扉が開き、外の空気が流れ込むと、そこには琳華の思い出の宝石店が広がっていた。店の入口には手入れの行き届いた植物が並び、大窓も清掃が行き届いている。今からでも営業を再開できそうなほど整った店構えだった。
(門番様が見回りをしてくれると聞いていましたが、ここまで管理していただけるとは……あの方には感謝しないといけませんね……)
留守にしていた間に店が荒らされた形跡もない。店先に掲げられた木製の看板に『後宮管理物件』と明記されているからだろう。
「ここが琳華の店か……うん、雰囲気の良い外観だね」
「店内はもっとこだわっているのですよ」
合鍵の場所は以前と変わらない。植木鉢の下から鍵を取り出すと、扉を開ける。懐かしい空気を感じながら、琳華は感慨深げに足を踏み入れる。
木製のショーケースが整然と並び、高級感を感じさせる赤い壁紙は暖かみのある雰囲気を演出している。

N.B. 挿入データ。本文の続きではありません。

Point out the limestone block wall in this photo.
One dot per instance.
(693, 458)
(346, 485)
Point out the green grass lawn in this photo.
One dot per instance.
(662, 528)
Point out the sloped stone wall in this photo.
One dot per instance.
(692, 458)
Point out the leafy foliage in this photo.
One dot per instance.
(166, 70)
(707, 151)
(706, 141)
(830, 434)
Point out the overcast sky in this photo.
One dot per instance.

カウンターの奥には特別な顧客のためのスペースも用意されており、テーブルセットと落ち着いた色調の絨毯が敷かれていた。
「琳華が自慢するだけはある。落ち着いた店内だ」
「亡くなった父から引き継いだ自慢の店ですから」
「お父さんのことを尊敬していたんだね」
「とても優しい人でしたからね」
妹贔屓の母と違い、姉妹両方に平等に愛情を向けてくれた父は、子供の目から見ても優れた人格者だった。いつも笑顔を絶やさない彼のような大人になりたいと、子供心に願っていたことを思い出す。
(また父のように宝石鑑定士として働ける日が楽しみですね)
時が流れるのは早い。一年間の後宮での勤務もきっとあっという間だろう。その日を夢見て、心を踊らせていると、店の扉が開かれた。
「琳華!」
扉を開いたのは元婚約者の明軒だった。かつての彼は端正な顔立ちと洗練された風貌で周囲を魅了していた。
しかし、今の彼は目の下に暗い影を落とし、かつての輝きを失っている。その変わり果てた姿は、彼の身に起きた艱難辛苦を静かに物語っていた。
「どうして明軒様がここに?」
「店を見張っていたんだ。絶対にお前が戻ってくると信じてな」
静かながらも力強く語る明軒の瞳はどんよりと淀んでいた。不気味さを覚え、琳華の心臓は鼓動を早めていく。
そんな彼女を庇うように、天翔が足を前へと踏み出す。彼の背中に守られたおかげで、不安は抑えられていった。
「お前は?」
「僕は天翔。琳華の友人だ」
「なら部外者だろ。引っ込んでろ!」
明軒は怒声を浴びせるが天翔は動じない。怯まない彼を前にして、明軒は冷静さを取り戻すために息を吸い込んだ。
「俺は琳華の婚約者だ」
「話は聞いているよ。元婚約者だとね。つまりは君も部外者だろ?」
「ぐっ……」
天翔の正論に黙り込む。だが退くわけにはいかないのか、琳華に視線を向ける。
「琳華、俺と復縁したくないか?」
「馬鹿馬鹿しい提案は止めてください。あなたは私を騙して、借金を押し付けようとしたのですよ」
「それについては悪かったと反省している」
「ならここから立ち去ってください。私はあなたの顔を見たくありませんから」
琳華の瞳には裏切られた怒りが滲んでいる。。許す気はないと理解したのか、明軒の顔色が変わり、沈黙が場を支配する。そんな中で彼は重く沈んだ表情で口を開いた。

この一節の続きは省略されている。